Wir haben ein Kinderbuch geschenkt bekommen, in dem das Kind der Geschichte zu der Katze geht, die in ihrem Körbchen liegt und sie streichelt - das ist zum Beispiel bei uns verboten und habe ich so oft als Aufhänger genommen, um das zu besprechen. Und wenn wir jetzt zu dieser Seite blättern, dann erklärt mir unser Kind sofort, dass das ein falsches Verhalten ist und dass man Tiere in Ruhe lässt, wenn sie in ihrem Körbchen sind.
Dadurch haben wir diese Phase gut hinbekommen. Von Seiten des Hundes gibt es zum Glück eine großzügige Eskalationsleiter, so dass für mich ausreichend Zeit ist, die Situation zu regeln.
Danke auch für deine etwas andere Sichtweise. So im Prinzip möchten wir das auch handhaben, unabhängig davon, wo Rico langfristig wohnen wird.

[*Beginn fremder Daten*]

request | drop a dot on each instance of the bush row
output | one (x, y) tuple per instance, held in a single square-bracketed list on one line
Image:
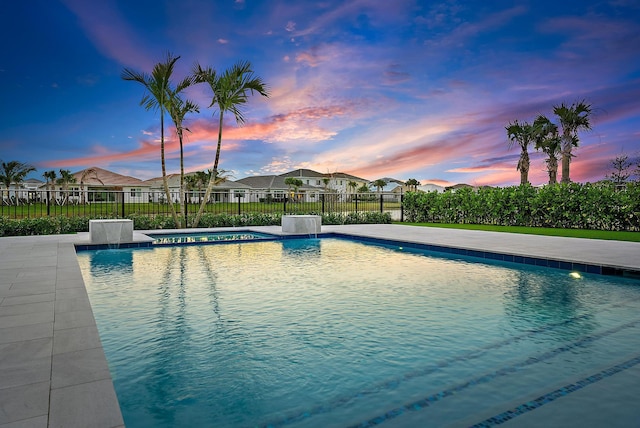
[(601, 206), (61, 225)]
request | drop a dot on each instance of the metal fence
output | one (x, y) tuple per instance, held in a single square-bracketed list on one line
[(123, 204)]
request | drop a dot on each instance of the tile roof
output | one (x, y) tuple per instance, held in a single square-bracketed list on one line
[(95, 176)]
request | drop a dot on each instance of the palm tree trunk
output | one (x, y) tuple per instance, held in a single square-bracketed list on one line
[(553, 170), (566, 159), (165, 182), (183, 211), (523, 166), (214, 174)]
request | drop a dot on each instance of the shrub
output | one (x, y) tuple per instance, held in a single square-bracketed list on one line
[(574, 205)]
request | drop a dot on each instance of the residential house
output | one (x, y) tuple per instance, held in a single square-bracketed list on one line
[(22, 192), (274, 188), (224, 191), (96, 185)]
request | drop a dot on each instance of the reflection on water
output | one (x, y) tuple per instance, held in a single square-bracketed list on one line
[(325, 329), (536, 299)]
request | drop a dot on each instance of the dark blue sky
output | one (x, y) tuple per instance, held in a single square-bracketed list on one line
[(403, 89)]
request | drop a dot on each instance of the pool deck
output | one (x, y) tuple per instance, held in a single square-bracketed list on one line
[(53, 371)]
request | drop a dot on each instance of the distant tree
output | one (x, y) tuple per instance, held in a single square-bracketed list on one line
[(364, 189), (412, 184), (65, 179), (621, 170), (13, 172), (636, 171), (50, 177), (548, 140), (326, 181), (296, 183), (158, 86), (573, 118), (231, 92), (522, 134), (379, 184), (91, 173)]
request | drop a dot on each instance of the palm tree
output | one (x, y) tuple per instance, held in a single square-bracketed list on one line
[(295, 183), (177, 110), (65, 179), (158, 86), (523, 134), (14, 172), (572, 118), (379, 184), (89, 172), (548, 140), (50, 176), (412, 183), (231, 92)]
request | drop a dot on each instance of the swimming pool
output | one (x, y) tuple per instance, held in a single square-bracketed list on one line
[(322, 332), (205, 237)]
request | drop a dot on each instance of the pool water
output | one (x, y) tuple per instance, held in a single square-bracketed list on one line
[(204, 237), (330, 332)]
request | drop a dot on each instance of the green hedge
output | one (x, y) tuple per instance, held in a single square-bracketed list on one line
[(600, 206), (61, 225)]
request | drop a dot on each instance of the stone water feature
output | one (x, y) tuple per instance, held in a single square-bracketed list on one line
[(110, 231), (301, 224)]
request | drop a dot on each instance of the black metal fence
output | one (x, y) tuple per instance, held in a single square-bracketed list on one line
[(123, 204)]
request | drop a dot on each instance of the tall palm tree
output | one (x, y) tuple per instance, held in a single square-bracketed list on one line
[(158, 86), (50, 176), (413, 184), (65, 179), (177, 110), (13, 172), (231, 92), (379, 184), (548, 140), (523, 134), (573, 118)]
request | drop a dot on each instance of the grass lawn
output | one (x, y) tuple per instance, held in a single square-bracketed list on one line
[(573, 233)]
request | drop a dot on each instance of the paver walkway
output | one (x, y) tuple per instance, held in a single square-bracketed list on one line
[(53, 372)]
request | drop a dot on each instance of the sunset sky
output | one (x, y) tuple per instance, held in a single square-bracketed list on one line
[(402, 89)]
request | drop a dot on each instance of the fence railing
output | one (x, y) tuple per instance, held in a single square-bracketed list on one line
[(122, 204)]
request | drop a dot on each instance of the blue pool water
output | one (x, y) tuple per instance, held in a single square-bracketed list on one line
[(331, 332)]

Zum Zeitpunkt als unser Kind in die Familie kam, waren die Hunde schon so viele Jahre an meiner Seite und wir waren so ein eingespieltes Team, dass ich den Versuch zusammenzuleben, auf jeden Fall gewagt hätte, egal, ob es einen Plan B gegeben hätte.
Ja, aber was, wenn das Wagnis in einem Erlebnis endet, das das Kind traumatisiert oder sogar körperlich verletzt... Das würde ich mir einfach nicht verzeihen.
Stand jetzt denke ich, dass Rico erst mal bei meinen Eltern bleibt. Wie wir die Situation bewerten, hängt ja auch davon ab, wie unsere Tochter sich entwickelt, wie verständig und verlässlich sie ist. Als Kompromiss könnte ich mir z. B. auch vorstellen, dass Rico uns regelmäßig besucht und ich in dieser Zeit dann eben zu 100% bei Kind und Hund bin. Und er dann eben wieder zu meinen Eltern geht, wieder Ruhe vor dem Kind hat und ich wieder runterfahren kann und nicht pausenlos auf Hab Acht sein muss.